10 Jahre Haft für 55jährigen wegen Totschlags mit 59 Messerstichen

Von Gerd Cremer

Die Vorsitzende Richterin wusste, dass das von ihr verkündete Urteil in der breiten Öffentlichkeit auf Unverständnis stossen würde. Dr. Claudia Büch-Schmitz nahm sich daher rund 90 Minuten Zeit für den Vortrag der umfassenden Begründung des festgesetzten Strafmaßes. Die Staatsanwaltschaft hatte einen Mord angeklagt. Das Landgericht vermochte aber eines der für einen entsprechenden Schuldspruch erforderlichen Merkmale nicht zu finden. Und verurteilte daher den 55jährigen Angeklagten wegen Totschlags seiner 44jährigen Frau zu zehn Jahren Haft.

Die Tat geschah am 24.4.2024 in einem Haus in der Bad Kreuznacher Ellerbachstrasse.

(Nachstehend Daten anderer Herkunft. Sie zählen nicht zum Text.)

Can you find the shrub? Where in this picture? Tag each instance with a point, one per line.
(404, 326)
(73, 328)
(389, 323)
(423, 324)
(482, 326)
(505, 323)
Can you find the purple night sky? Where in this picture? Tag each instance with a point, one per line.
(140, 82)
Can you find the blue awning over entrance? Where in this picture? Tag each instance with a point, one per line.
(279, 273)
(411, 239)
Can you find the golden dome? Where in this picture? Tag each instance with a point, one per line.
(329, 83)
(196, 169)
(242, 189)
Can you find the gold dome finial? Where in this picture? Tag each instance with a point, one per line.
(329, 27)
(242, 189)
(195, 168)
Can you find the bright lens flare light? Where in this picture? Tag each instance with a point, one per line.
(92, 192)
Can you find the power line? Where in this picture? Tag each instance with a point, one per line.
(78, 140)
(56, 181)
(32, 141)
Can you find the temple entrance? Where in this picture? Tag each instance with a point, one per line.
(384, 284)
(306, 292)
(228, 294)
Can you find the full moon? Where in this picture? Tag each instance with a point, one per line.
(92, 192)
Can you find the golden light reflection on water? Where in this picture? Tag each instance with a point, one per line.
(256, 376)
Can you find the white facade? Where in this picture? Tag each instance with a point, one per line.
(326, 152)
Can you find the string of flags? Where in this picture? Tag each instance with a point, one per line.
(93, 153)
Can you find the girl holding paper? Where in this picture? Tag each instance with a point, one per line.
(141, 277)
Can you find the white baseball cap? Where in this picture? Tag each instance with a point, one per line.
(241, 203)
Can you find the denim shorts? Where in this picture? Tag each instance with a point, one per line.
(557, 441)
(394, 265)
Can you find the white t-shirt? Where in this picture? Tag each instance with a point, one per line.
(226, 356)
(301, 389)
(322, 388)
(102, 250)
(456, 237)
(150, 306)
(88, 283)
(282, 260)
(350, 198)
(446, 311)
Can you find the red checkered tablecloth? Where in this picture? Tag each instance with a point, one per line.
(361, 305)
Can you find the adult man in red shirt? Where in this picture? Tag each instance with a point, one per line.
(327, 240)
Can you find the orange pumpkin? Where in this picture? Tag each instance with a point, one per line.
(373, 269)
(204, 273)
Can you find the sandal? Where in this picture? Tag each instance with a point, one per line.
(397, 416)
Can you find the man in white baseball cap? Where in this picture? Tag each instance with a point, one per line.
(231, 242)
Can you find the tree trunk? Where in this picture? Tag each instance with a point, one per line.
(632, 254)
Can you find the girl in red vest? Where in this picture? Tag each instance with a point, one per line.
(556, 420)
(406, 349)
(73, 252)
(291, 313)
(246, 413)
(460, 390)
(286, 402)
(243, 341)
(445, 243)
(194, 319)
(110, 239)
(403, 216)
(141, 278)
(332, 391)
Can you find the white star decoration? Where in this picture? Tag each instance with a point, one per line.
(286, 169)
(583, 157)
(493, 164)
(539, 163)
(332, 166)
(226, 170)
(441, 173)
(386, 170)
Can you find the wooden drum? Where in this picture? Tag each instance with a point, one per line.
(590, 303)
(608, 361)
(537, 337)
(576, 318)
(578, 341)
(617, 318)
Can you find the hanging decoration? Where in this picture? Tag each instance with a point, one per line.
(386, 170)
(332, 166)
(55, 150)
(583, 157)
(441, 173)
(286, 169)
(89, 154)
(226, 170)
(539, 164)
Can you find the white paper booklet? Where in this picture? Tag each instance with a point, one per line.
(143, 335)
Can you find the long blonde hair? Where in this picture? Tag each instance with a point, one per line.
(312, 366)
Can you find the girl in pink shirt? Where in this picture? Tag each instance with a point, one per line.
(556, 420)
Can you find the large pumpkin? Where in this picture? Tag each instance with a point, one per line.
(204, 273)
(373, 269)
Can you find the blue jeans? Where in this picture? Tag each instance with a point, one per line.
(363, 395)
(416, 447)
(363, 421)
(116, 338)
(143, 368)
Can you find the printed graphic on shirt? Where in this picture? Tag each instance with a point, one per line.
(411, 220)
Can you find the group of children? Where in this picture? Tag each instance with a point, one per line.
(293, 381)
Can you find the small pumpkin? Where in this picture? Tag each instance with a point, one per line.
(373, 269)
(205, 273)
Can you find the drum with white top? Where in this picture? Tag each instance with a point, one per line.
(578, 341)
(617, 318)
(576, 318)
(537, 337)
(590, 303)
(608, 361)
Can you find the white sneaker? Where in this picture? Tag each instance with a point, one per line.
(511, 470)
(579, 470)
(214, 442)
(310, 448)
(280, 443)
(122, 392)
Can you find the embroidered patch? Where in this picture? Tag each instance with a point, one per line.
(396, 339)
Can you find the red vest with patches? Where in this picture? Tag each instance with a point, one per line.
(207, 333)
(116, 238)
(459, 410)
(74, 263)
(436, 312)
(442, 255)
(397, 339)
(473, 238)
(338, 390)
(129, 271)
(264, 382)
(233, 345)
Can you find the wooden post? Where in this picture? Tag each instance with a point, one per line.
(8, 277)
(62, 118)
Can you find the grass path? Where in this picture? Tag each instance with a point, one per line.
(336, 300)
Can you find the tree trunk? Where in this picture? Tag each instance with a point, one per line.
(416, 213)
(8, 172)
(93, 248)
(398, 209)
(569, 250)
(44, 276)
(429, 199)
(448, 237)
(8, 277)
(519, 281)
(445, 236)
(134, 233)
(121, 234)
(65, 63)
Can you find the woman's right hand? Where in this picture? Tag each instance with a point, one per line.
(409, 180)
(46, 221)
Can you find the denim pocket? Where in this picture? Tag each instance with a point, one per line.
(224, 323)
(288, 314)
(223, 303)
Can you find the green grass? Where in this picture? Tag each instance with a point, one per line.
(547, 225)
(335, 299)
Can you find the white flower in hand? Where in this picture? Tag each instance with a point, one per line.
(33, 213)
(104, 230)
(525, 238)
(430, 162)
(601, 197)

Ein gutes Zeichen für die Leistungsfähigkeit von Staatsanwaltschaft und Landgericht ist: bereits am gestrigen 18.12.2024 wurde das Urteil gesprochen, das noch nicht rechtskräftig ist.

Fest steht für die 1. Strafkammer (Schwurgericht) lediglich, dass es der Ehemann des Opfers war, der dieses mit 59 Messerstichen ums Leben brachte. Die von einem der Strafverteidiger präsentierte Möglichkeit einer Selbsttötung (eine Verteidigungsstratege, die unzählige Leserinnen und Leser sehr aufgebracht hatte) schließt das Gericht unter Hinweis auf forensische Tatsachen aus. Diese sind etwa eine schwere Verletzung am Rücken. Und Schnittwunden in den Innenseiten der Hände, die sachverständigenseits als reine Abwehrverletzungen begutachtet wurden.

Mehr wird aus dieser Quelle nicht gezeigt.